Diria a história, se ela falasse
por voz própria, que as sociedades caminham para a equalização. No meu país há
uma linha torta nesta escrita, um passo atrás no que diria a história, se ela falasse
por voz própria. No outro país de era uma vez, não sei se alguém escreve certo,
mas as estradas dão a quem a percorre o sentido do sentido que daqui a alguns
anos se dará ao caminho. O que é certo? Certo é valermos pelo que fazemos e não
pela qualidade do colchão em que nascemos; certo é buscarmos a independência e
recusarmos os impérios, mesmo quando são os nossos; certo é um homem ou uma
mulher poderem recusar ser escravos; certo é culpar a exceção, não a regra; certo
é ter em cada homem um irmão, que defendemos independentemente da sua posição de
classe, de credo, de ideologia ou da quantidade de erros que tenha cometido;
certo é não julgarmos o universo pelo tamanho do nosso umbigo.

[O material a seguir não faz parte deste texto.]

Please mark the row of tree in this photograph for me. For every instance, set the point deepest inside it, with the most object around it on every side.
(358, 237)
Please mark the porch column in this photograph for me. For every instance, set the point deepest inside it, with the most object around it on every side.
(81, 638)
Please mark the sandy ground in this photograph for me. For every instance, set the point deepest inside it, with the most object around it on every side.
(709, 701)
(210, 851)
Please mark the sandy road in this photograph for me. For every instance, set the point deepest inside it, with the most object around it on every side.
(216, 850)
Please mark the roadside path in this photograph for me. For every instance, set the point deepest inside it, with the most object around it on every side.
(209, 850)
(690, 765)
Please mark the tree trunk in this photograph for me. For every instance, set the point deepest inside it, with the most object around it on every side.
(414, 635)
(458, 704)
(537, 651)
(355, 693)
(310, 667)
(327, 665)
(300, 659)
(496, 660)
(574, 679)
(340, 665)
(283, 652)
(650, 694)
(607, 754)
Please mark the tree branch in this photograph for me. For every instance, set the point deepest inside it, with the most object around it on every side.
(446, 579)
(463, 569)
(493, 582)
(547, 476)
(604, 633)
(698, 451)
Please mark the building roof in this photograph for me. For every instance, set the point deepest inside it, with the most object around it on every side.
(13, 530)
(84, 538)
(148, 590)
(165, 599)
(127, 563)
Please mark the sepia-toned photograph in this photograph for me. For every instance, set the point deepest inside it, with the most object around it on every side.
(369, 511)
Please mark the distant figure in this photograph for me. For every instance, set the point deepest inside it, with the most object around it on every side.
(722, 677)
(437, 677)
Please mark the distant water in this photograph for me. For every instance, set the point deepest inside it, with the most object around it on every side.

Deveria existir uma
Declaração Universal da Ética Humana, que dispensasse de uma vez o conceito de
tolerância; que sublimasse a arrogância do certo e do errado. Mais que uma
declaração dos direitos: era uma vez o direito à concentração de arrogância travestida
de ações da NASDAC e de dívida privada assumida publicamente com carimbo do
Fundo Monetário Internacional, perante os quais todos os outros direitos não
existem – esta é a história com que nos deitamos todos os dias.
Nestas coisas do deve e do haver,
todos errámos. Um país como os outros, partidos como os outros, pessoas como as
outras. Todos erramos. Nem se coloca a questão de quem errou mais ou menos –
errar é errar. Era uma vez um país e uma eleição. Discutem-se projetos,
discute-se um futuro. Diria a história, se ela falasse por voz própria, que as sociedades
caminham para a equalização, mas é raro o caminho fazer-se a direito – o que
não é a mesma coisa que retroceder.
Era uma vez um país como os
outros, que não voltou atrás. É com esta história que quero adormecer dia 26.